In 1938, millions of Americans tuned into their radios for what they thought was a normal evening of programming. But what they heard was terrifying: Martians had landed. Cities were under attack. Chaos was spreading.

Except — it wasn’t real.

It was Orson Welles’ dramatized broadcast of The War of the Worlds. Fiction, clearly stated at the top of the hour. But that didn’t stop thousands from panicking, fleeing their homes, or flooding police stations with calls.

Why?

Because fear is louder than facts. Emotion travels faster than correction.

And in that moment, the illusion felt more real than reality.

This is the world we now live in — every day.

In 2016, post-truth became Oxford’s Word of the Year.
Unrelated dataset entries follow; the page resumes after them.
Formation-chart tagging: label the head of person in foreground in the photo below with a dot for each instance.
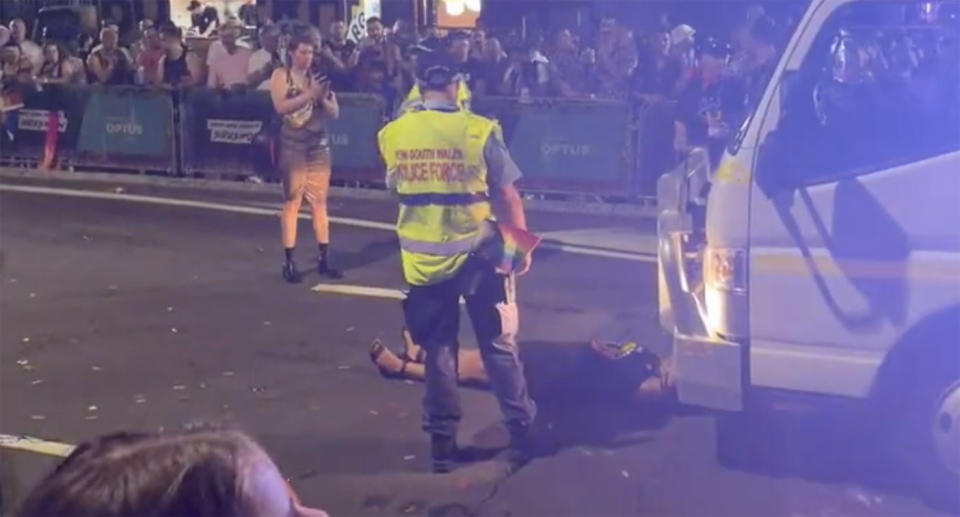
(193, 473)
(437, 77)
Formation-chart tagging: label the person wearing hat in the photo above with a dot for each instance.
(203, 18)
(453, 175)
(228, 62)
(711, 102)
(454, 44)
(108, 62)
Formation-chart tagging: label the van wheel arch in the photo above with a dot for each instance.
(907, 394)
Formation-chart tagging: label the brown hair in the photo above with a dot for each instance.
(194, 473)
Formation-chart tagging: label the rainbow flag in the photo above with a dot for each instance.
(517, 244)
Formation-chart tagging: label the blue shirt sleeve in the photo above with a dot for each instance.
(501, 169)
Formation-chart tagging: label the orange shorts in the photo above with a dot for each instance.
(310, 181)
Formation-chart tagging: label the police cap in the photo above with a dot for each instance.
(435, 70)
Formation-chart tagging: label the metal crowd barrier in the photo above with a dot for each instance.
(567, 147)
(117, 127)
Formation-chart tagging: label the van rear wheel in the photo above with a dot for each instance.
(931, 435)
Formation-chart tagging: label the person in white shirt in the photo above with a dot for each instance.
(266, 59)
(30, 50)
(227, 67)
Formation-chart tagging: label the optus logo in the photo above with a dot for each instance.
(124, 128)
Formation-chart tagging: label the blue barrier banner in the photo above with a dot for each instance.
(26, 128)
(353, 136)
(127, 123)
(567, 146)
(226, 133)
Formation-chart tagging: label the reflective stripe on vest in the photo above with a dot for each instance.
(443, 198)
(441, 249)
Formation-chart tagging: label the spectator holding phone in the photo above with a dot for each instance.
(108, 62)
(266, 59)
(150, 59)
(181, 66)
(377, 47)
(228, 62)
(59, 67)
(304, 102)
(342, 54)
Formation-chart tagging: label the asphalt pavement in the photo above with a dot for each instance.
(123, 314)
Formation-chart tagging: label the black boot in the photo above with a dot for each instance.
(323, 263)
(521, 450)
(290, 273)
(443, 451)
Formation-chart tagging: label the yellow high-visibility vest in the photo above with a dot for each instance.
(435, 159)
(414, 98)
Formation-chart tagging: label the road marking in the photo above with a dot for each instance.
(360, 290)
(245, 209)
(30, 444)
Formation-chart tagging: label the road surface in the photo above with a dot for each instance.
(126, 314)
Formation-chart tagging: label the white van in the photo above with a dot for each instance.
(828, 261)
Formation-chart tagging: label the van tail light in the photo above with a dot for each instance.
(725, 269)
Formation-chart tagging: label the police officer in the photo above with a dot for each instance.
(453, 175)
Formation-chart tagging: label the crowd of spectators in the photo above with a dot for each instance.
(710, 76)
(613, 62)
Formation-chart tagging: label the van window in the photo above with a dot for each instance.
(880, 87)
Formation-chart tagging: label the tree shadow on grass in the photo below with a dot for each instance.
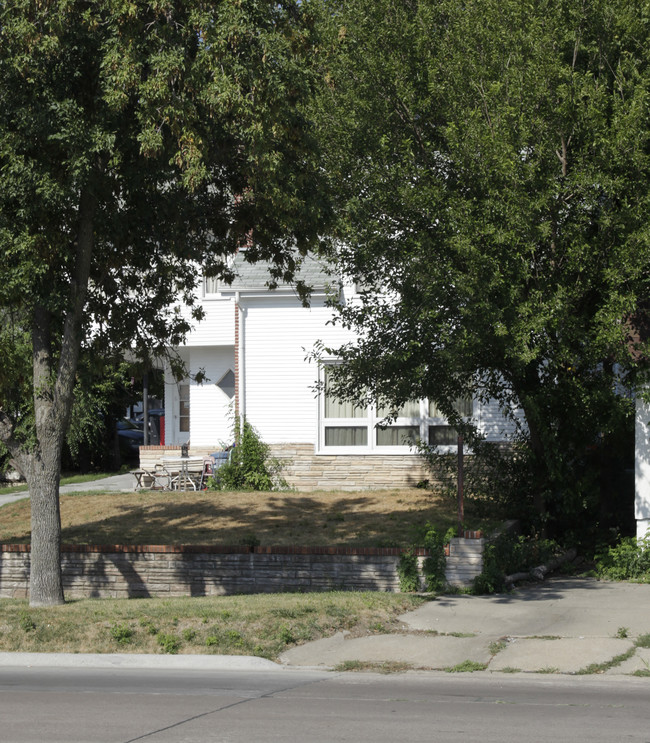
(262, 518)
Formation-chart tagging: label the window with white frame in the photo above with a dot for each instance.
(347, 427)
(184, 408)
(211, 286)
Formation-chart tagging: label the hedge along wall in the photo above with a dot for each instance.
(117, 571)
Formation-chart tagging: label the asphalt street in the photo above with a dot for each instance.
(50, 705)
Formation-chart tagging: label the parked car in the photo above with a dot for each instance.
(131, 438)
(156, 416)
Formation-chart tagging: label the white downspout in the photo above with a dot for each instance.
(241, 358)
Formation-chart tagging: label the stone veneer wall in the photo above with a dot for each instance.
(160, 571)
(307, 471)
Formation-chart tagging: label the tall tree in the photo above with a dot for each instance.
(491, 164)
(140, 142)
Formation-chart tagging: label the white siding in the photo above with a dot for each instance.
(493, 423)
(211, 419)
(642, 468)
(218, 326)
(278, 333)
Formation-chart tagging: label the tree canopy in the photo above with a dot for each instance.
(490, 161)
(140, 142)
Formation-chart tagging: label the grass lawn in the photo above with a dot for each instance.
(262, 624)
(377, 518)
(65, 480)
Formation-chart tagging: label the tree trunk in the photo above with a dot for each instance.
(45, 580)
(52, 405)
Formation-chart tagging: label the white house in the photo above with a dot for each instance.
(253, 347)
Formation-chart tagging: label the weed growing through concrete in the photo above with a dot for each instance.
(467, 666)
(497, 646)
(373, 666)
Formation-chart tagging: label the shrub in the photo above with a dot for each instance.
(434, 566)
(121, 633)
(169, 643)
(251, 466)
(508, 554)
(407, 570)
(628, 560)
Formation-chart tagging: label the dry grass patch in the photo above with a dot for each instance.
(263, 624)
(377, 518)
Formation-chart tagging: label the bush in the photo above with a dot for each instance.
(496, 477)
(407, 570)
(628, 560)
(434, 566)
(509, 554)
(251, 466)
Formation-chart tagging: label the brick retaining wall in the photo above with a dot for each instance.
(159, 571)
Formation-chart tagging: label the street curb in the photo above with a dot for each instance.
(139, 660)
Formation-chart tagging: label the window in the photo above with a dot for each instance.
(210, 286)
(348, 428)
(341, 420)
(441, 433)
(184, 408)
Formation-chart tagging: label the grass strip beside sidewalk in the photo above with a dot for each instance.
(262, 625)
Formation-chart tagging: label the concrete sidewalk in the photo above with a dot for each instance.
(562, 626)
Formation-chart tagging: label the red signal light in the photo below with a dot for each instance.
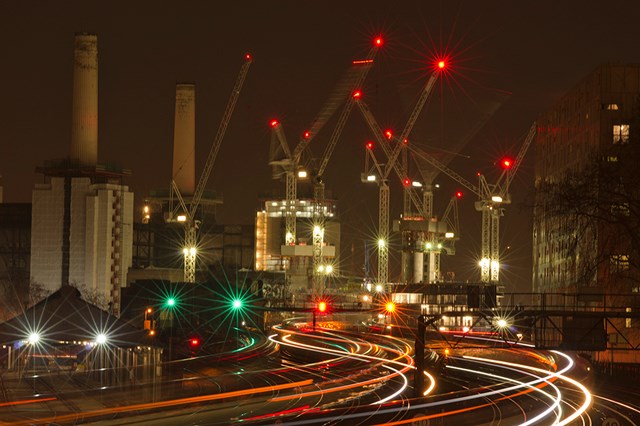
(506, 163)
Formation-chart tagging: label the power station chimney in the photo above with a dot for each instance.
(184, 139)
(84, 114)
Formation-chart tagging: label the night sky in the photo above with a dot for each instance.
(522, 54)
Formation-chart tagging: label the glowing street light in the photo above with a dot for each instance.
(390, 307)
(33, 338)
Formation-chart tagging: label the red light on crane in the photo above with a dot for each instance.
(506, 163)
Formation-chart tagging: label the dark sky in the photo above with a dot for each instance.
(534, 50)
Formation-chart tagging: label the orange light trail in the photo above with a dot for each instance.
(26, 401)
(169, 403)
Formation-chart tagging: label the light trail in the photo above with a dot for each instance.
(559, 374)
(555, 400)
(162, 404)
(405, 367)
(398, 392)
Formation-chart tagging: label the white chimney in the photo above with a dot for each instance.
(84, 115)
(184, 139)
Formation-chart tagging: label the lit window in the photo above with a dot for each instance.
(621, 133)
(620, 209)
(619, 262)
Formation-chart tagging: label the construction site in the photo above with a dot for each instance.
(85, 208)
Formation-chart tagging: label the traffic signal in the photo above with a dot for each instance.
(148, 319)
(194, 343)
(390, 307)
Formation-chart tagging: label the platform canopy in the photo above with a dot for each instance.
(65, 318)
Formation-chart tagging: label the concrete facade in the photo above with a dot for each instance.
(98, 231)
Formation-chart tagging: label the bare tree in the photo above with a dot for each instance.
(594, 209)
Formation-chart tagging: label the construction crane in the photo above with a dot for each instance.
(383, 171)
(185, 210)
(491, 201)
(287, 162)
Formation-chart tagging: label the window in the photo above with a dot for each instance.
(620, 133)
(620, 209)
(619, 262)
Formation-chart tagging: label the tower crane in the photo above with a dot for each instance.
(287, 162)
(383, 171)
(185, 210)
(491, 201)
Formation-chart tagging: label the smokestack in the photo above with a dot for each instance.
(184, 139)
(84, 114)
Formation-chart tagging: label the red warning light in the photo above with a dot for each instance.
(506, 163)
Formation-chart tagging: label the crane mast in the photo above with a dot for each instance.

Not because it was clever. Because it was chillingly accurate.

The term actually dates back to the early 1990s — coined by Serbian-American playwright Steve Tesich — who warned that we were entering an era where we’d accept lies if they comforted us more than the truth did.

But by the time 2016 rolled around, post-truth politics had gone mainstream. The Brexit campaign, the U.S. presidential election, and countless media narratives made one thing clear: emotional appeal had officially overtaken objective facts.

Here’s what that means:

  • In a post-truth environment, it doesn’t matter if something is true.
  • What matters is how it feels.
  • Facts become negotiable.
  • Truth becomes optional.
  • And trust becomes endangered.

This isn’t just about politicians or the news cycle. It’s about us.

It happens when we focus on “we” vs “they.” When we scroll past inconvenient data and double-tap the meme. When we confuse certainty with wisdom.

The danger isn’t just misinformation. It’s disconnection. From each other. From shared reality. From the foundation that allows us to collaborate, to innovate, to move forward together.

We don’t need more shouting. We need more signal and less noise. More listening. Less defending. More curiosity. Less confirmation bias.

Trust isn’t something we can mass-produce. It’s handcrafted — through honesty, vulnerability, and a commitment to truth, even when it’s hard.

In a post-truth world, the bravest thing we can do is choose truth anyway.

Not because it’s easy. Because it’s necessary.